Cependant, bien qu’ils appartiennent à la catégorie des nantis, le couple et ses amis ne cessent de s’interroger sur les iniquités sociales et les promesses perdues avec l’arrivée et la pérennisation au pouvoir du clan Mandela. La honte face à la corruption et les écarts sociaux amènent nos personnages à se poser des questions quant à leur avenir. Oscillant entre le dégoût, le désenchantement et la honte, ils songent même à quitter le pays…
Comme toujours, face aux œuvres de la grande dame, le lecteur est subjugué par la finesse et la concision des descriptions. Les détails sont ici la clé de voûte du roman. Loin de diluer l’intrigue, ils renforcent les traits psychologiques des personnages et mettent en exergue le détraquement de leur vie privée. Lire Nadine Gordimer, c’est accepter le pacte implicite de lecture qui consiste à repérer et à rassembler les petits détails, les figures de style et les présupposés qui structurent le texte. Lire Nadine Gordimer, c’est se soumettre à un jeu de piste savant où le lecteur est tout le temps ébranlé dans ses certitudes quant aux personnages. Et enfin, pour comprendre la richesse et le message de son texte, il faut suivre les personnages dans leur épanchement et dans leur monologue.
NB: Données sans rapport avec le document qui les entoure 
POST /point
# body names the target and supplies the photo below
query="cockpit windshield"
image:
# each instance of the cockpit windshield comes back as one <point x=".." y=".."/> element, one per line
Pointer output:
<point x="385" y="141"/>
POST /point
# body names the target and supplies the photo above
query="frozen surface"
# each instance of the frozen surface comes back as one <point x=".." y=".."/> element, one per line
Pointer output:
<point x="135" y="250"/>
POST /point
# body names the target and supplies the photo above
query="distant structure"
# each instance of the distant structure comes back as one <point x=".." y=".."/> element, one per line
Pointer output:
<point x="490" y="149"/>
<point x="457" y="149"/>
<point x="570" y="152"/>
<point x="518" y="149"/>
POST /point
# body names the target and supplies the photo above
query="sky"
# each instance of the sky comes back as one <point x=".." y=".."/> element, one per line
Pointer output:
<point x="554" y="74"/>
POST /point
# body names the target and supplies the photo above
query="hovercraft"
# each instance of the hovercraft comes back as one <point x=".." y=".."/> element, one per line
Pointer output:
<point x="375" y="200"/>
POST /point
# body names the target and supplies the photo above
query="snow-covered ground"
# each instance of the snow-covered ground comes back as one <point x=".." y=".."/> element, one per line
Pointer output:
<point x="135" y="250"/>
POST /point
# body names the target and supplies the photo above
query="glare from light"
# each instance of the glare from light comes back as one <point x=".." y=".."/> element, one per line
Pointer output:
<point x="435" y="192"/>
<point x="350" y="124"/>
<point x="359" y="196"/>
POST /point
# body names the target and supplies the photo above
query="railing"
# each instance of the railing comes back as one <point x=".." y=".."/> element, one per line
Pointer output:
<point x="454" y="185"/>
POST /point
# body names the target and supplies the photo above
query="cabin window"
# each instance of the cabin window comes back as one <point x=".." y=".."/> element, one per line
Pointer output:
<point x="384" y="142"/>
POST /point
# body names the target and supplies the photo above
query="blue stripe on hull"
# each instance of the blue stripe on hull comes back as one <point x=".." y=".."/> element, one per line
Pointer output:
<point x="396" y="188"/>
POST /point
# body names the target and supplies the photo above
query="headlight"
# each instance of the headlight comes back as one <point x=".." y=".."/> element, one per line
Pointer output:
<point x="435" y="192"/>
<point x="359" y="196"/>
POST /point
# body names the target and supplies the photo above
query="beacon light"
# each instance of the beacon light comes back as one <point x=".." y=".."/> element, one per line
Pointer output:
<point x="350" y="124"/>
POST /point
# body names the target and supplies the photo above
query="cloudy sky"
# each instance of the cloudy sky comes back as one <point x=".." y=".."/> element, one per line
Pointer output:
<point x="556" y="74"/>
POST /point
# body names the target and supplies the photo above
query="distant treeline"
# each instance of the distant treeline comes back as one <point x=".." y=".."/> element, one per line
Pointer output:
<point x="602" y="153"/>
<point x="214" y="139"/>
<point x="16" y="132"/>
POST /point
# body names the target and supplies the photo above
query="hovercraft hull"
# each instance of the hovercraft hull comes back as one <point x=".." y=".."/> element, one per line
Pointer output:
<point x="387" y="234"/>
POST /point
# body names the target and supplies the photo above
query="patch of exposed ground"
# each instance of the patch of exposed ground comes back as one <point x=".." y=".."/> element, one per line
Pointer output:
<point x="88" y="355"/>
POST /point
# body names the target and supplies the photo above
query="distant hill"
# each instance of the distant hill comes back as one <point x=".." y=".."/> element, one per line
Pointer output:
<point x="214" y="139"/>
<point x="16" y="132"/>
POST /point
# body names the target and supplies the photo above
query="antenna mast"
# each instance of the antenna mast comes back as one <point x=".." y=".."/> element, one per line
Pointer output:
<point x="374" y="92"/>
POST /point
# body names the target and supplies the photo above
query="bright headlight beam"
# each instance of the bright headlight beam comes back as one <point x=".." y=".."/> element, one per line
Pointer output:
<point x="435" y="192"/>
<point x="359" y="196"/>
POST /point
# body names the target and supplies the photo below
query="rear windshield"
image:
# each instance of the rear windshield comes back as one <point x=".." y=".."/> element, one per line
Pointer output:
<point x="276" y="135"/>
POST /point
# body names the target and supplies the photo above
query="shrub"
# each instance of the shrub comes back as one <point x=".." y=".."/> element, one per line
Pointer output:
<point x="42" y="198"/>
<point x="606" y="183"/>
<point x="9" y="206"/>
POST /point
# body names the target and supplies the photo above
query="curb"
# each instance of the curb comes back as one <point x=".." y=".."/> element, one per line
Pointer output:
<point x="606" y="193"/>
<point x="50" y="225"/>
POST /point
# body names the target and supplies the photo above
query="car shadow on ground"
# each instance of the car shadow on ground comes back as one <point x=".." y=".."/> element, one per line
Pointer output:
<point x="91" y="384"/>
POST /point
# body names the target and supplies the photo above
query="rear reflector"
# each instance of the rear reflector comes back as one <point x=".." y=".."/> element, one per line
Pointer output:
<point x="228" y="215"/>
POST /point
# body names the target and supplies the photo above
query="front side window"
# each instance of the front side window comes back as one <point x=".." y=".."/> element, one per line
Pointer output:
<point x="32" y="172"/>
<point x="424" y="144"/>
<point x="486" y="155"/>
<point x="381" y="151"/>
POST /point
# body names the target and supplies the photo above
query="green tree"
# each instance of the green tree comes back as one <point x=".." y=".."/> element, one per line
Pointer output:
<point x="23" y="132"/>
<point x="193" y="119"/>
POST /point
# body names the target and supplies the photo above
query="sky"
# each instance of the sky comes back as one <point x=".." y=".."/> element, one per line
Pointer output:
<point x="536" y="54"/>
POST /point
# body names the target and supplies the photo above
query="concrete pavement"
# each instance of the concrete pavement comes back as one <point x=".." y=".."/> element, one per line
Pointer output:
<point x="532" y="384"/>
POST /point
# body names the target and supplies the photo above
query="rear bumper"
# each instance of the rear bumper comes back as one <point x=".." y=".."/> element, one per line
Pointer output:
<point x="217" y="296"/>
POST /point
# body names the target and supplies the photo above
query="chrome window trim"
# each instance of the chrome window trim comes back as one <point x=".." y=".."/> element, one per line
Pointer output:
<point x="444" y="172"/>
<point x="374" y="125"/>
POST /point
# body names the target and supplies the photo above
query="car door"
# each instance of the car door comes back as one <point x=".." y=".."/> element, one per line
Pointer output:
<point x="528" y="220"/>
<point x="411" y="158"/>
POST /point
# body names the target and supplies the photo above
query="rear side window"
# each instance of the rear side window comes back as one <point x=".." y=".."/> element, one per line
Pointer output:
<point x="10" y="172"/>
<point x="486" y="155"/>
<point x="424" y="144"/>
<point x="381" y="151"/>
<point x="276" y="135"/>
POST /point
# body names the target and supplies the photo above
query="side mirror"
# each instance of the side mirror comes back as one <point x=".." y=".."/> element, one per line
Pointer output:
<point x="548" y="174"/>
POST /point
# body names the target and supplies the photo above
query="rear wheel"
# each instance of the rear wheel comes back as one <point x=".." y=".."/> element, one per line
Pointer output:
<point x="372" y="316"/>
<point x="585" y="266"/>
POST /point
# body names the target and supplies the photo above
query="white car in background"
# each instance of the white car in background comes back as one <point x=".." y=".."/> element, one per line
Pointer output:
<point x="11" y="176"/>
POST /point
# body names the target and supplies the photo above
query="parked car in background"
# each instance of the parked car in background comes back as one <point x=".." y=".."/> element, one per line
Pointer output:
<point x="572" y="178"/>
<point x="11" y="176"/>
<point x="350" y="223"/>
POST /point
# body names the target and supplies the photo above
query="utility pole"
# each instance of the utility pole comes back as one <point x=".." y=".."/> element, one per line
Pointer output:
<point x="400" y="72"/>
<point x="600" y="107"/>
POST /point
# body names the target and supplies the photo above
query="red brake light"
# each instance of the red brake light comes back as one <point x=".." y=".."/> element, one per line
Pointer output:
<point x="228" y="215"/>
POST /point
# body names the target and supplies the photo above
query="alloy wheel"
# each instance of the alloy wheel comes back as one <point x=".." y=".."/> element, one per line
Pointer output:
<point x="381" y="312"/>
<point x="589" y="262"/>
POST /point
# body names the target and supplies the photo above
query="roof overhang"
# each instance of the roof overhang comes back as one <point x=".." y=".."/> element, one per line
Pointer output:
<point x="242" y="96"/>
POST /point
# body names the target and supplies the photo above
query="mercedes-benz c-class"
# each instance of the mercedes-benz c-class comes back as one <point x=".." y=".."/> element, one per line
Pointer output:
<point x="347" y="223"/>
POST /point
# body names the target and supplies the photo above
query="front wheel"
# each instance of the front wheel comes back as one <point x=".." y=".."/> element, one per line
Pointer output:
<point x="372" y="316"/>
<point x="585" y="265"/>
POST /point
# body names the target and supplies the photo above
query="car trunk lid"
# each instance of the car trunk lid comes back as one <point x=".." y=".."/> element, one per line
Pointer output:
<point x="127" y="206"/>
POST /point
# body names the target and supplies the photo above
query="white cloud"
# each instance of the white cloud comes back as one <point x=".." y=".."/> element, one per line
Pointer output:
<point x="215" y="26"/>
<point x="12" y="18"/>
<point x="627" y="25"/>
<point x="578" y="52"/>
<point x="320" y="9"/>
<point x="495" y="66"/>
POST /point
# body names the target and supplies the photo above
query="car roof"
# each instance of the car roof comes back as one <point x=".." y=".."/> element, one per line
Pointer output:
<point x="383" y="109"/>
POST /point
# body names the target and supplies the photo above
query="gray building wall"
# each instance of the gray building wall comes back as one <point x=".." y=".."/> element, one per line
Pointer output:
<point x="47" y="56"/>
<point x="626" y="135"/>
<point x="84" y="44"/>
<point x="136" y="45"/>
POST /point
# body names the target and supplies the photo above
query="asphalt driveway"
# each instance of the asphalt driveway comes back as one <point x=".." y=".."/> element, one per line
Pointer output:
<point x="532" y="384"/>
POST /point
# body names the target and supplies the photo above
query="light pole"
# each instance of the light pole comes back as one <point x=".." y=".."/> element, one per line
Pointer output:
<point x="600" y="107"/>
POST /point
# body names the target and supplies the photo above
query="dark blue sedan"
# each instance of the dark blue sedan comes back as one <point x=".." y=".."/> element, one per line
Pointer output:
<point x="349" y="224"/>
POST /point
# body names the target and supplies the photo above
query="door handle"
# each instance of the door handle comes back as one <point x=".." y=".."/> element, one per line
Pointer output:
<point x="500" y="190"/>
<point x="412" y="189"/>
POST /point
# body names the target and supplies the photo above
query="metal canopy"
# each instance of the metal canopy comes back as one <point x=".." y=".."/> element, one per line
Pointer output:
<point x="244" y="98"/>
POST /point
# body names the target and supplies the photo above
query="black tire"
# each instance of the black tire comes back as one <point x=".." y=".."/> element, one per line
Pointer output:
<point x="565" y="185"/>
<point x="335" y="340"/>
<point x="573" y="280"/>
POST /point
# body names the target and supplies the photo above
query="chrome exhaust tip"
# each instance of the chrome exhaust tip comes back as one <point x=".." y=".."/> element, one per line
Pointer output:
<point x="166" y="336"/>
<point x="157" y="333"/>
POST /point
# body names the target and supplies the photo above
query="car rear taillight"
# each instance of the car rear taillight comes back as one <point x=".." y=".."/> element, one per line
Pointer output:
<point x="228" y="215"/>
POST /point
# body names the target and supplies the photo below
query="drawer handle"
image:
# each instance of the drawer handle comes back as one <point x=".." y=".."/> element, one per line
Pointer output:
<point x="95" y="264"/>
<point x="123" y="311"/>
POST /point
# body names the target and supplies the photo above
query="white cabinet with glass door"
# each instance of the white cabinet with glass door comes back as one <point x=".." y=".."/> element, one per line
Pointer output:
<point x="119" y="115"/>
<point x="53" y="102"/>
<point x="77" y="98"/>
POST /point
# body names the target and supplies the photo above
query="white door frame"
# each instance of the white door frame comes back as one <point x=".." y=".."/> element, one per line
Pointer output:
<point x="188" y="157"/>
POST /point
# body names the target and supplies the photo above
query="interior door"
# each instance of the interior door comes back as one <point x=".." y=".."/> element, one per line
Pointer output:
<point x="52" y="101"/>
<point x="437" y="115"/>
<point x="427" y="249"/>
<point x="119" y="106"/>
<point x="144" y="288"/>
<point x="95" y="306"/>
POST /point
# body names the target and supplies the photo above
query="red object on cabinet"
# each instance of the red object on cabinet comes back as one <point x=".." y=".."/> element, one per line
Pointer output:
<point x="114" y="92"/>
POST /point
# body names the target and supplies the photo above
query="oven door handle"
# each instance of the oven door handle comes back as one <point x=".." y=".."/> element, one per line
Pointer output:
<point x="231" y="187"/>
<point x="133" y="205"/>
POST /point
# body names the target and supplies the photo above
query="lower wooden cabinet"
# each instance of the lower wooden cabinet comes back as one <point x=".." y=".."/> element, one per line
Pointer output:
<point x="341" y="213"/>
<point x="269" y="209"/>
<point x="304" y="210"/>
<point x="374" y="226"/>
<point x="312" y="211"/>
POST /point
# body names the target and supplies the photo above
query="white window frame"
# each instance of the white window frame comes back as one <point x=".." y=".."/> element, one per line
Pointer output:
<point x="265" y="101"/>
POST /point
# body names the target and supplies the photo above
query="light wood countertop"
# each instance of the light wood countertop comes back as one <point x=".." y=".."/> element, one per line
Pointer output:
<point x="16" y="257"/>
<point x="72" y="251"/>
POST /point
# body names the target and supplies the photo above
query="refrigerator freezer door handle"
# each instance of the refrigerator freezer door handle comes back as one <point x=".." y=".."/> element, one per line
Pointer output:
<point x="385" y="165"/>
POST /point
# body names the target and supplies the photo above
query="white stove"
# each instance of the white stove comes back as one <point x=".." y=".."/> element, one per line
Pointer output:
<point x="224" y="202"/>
Sans nul doute, après Récits de Vies dans lequel elle offre au lecteur l’expérience d’un roman autobiographique rompant avec la trame classique du genre, Vivre à présent marque ce qu’on pourrait appeler la naissance du « roman politique ». En effet, l’analyse des personnages, leur questionnement identitaire ouvrent la voie à une interrogation politique : Qu’est-ce qu’être sud-africain signifie aujourd’hui dans le pays de l’arc-en-ciel ? Jabulie et son compagnon ne cessent de s’interroger sur l’épineuse question identitaire. Dans une Afrique du Sud en ébullition et en pleine mutation, ils ne reconnaissent plus leurs idéaux. Le visage protéiforme de leur pays dilue, semble-t-il, leur identité en tant que sud-africains jusqu’à les pousser hors des frontières de leur terres natales. Est-ce que pour conserver l’essence de son identité sud-africaine, il faut partir au loin et quitter une terre qui n’a pas su garder intacts ses prérogatives, ses rêves égalitaires et de justice ?
De ce fait, les personnages pourraient ne représenter qu’un prétexte dans le sens où ils distillent de la vie et de l’action dans un roman où seul un personnage domine : l’Afrique du Sud.
Vivre à présent est un roman comme on l’aime : une œuvre d’orfèvre extrêmement bien ciselée. Le roman est complexe mais donne une rétrospective complète de l’Afrique du Sud aux mille facettes.